Polisi Tangkap 7 Anggota Geng Motor Penyerang Warga Bogor

Jakarta, CNN Indonesia —

Polresta Bogor Tanah air   menangkap tujuh orang terduga geng motor dengan sempat viral di media baik karena menyerang warga Bogor dengan senjata tajam.

Kapolresta Enau Kota Kombes Pol Hendri Fiuser mengatakan tujuh orang tersebut ditangkap di beberapa lokasi di Kota Bogor, pada Kamis (22/10). Petugas juga menyita sejumlah barang masukan dan memburu pelaku lainnya.

“Kami sudah mengetahui tanda dan identitas beberapa pelaku lainnya dan saat ini masih di dalam pengejaran, ” kata Hendri seperti dilansir Antara, Jumat (23/10).


Hendri merinci ketujuh orang yang ditangkap adalah RRY alias Anong (29); MF alias Ami (19), SG (18), GM (21), AP alias Aang (23), FR alias Kiday (22), serta RF alias Bagol (21).

Ia juga membaca penyerangan bermula dari pertemuan Anong, MF, SG, FE, dan perut orang lainnya di Kelurahan Panaragan pada Senin (19/10) malam. Itu sempat menenggak minuman keras bersama-sama.

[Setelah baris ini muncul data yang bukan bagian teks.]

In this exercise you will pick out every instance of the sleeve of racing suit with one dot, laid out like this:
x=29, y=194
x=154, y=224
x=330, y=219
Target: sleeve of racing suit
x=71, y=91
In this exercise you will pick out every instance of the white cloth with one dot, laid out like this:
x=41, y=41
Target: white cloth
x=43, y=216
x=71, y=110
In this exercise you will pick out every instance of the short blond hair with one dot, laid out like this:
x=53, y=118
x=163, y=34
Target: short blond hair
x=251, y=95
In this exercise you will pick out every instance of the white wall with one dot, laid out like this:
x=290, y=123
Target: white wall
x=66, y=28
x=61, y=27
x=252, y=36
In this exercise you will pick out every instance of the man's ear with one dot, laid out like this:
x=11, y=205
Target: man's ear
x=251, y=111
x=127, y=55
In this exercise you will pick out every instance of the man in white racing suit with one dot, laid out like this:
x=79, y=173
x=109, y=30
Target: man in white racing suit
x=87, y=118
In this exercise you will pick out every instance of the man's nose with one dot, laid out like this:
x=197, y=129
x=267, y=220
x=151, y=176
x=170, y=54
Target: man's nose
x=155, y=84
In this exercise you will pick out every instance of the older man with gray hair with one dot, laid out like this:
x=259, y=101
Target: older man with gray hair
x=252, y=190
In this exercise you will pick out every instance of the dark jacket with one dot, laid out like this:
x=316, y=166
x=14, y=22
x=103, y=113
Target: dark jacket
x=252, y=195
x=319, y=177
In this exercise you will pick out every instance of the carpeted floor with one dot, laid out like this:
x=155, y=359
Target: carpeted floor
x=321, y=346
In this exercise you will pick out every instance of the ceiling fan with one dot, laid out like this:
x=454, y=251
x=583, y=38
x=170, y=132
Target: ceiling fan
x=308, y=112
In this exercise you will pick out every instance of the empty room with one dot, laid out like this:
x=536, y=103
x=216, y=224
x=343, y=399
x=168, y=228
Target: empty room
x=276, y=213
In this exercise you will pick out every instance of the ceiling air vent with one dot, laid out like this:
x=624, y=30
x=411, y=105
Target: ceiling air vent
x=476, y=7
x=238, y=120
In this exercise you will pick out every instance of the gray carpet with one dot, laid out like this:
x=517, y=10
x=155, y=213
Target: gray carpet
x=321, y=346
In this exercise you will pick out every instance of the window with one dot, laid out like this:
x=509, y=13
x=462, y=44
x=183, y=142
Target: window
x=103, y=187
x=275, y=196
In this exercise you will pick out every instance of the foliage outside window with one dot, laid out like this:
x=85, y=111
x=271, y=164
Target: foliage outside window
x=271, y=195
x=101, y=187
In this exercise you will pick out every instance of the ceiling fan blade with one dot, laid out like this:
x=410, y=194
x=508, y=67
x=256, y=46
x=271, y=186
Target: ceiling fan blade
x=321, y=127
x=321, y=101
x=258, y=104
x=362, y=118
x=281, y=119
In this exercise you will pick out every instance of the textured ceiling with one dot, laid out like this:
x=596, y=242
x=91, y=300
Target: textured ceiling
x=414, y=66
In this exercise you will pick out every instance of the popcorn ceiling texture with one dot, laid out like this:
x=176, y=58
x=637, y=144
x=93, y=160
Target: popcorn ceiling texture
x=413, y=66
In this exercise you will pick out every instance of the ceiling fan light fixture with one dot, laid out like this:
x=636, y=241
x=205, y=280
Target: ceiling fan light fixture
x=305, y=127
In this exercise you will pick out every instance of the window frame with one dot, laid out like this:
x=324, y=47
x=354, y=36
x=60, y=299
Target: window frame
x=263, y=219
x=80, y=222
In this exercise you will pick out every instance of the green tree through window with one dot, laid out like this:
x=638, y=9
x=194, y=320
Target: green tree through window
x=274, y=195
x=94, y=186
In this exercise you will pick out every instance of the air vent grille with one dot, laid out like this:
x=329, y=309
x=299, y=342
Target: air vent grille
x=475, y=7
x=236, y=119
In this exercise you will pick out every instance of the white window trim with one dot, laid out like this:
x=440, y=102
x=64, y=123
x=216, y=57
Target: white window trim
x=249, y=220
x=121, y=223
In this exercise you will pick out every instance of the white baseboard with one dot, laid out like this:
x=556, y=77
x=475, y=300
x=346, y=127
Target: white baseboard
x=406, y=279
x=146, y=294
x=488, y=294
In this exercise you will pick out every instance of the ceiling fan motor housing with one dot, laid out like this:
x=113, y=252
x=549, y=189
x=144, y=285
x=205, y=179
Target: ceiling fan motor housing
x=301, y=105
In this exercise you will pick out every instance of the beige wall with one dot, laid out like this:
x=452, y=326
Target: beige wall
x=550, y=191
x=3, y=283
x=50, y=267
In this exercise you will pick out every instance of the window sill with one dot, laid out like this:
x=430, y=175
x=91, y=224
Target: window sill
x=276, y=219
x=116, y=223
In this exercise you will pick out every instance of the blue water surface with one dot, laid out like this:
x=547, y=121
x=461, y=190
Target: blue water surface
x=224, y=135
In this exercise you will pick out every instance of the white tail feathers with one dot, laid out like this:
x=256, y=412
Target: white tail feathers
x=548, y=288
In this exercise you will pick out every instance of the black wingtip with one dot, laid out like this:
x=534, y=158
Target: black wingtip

Jelang tengah malam, sekitar 23. 00 WIB, MF mengajak rekan-rekannya bergabung dengan anggota lainnya di Kelurahan Batutulis, Bogor Selatan. Dari titik itu, mereka konvoi di jalanan dalam perihal mabuk.

Pada Selasa (20/10) dini hari, sekitar 01. 53 WIB mereka tiba di Kampung Cemplang Baru Bogor, Bogor Barat. Mereka pun melihat ada sejumlah pemuda yang sedang melakukan ronda di gang.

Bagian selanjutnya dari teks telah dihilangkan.